To determine the uniform flow through a trapezoidal concrete canal, we can use the Manning's equation, which relates the flow rate to the channel geometry, hydraulic radius, and channel slope. The Manning's equation is as follows:
Q = (1/n) * A * R^(2/3) * S^(1/2)
where:
Q is the flow rate,
n is the Manning's roughness coefficient,
A is the cross-sectional area of flow,
R is the hydraulic radius, and
S is the channel slope.
Side slope (z) = 2H:1V
Bottom width (B) = 1.5 m
Depth of flow (d) = 2 m
Channel slope (S) = 2 m/km = 0.002
To calculate the cross-sectional area (A), hydraulic radius (R), and Manning's roughness coefficient (n), we need to determine the geometric properties of the trapezoidal canal.
Cross-sectional area (A):
A = (B + z * d) * d
Substituting the given values:
A = (1.5 m + (2 * H) * 2 m) * 2 m
A = (1.5 m + 4 m) * 2 m
A = 11 m²
Hydraulic radius (R):
R = A / P
where P is the wetted perimeter.
To calculate the wetted perimeter (P), we need to determine the side slope (z) and the bottom width (B).

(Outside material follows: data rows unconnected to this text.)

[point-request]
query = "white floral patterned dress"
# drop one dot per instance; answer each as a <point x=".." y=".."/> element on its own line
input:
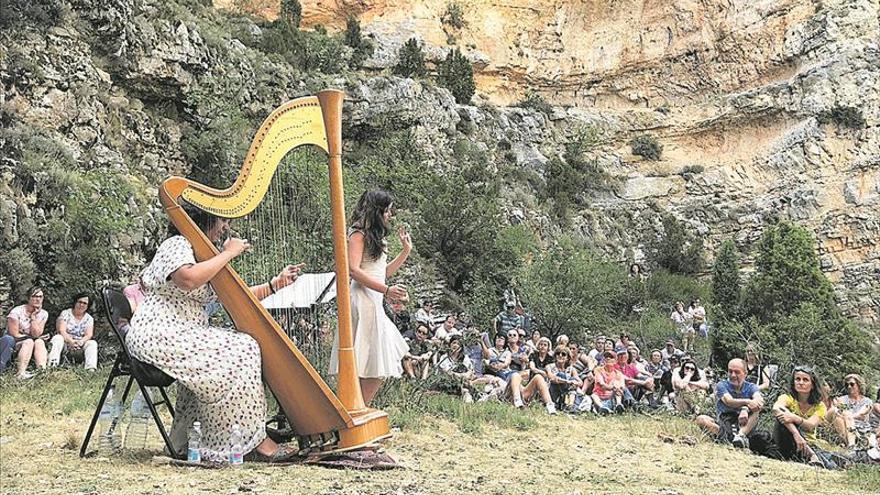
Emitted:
<point x="378" y="346"/>
<point x="218" y="371"/>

Wetted perimeter (P) = B + 2 * d * √(1 + z²)
Substituting the given values:
P = 1.5 m + 2 * 2 m * √(1 + (2H)²)
P = 1.5 m + 4 m * √(1 + 4)
P = 1.5 m + 4 m * √(17)
P ≈ 1.5 m + 4 m * 4.12
P ≈ 1.5 m + 16.48 m
P ≈ 17.98 m
Now, we can calculate the hydraulic radius:
R = A / P
R = 11 m² / 17.98 m
R ≈ 0.612 m
Manning's roughness coefficient (n):
Given that n = 0.012
Now, we can calculate the flow rate (Q) using Manning's equation:
Q = (1/n) * A * R^(2/3) * S^(1/2)
Q = (1/0.012) * 11 m² * (0.612 m)^(2/3) * (0.002)^(1/2)
Calculating the values:
Q = 83.33 * 11 * 0.723 * 0.0447
Q ≈ 21.69 m³/s
Therefore, the uniform flow rate through the trapezoidal concrete canal with the given dimensions and flow depth is approximately 21.69 cubic meters per second.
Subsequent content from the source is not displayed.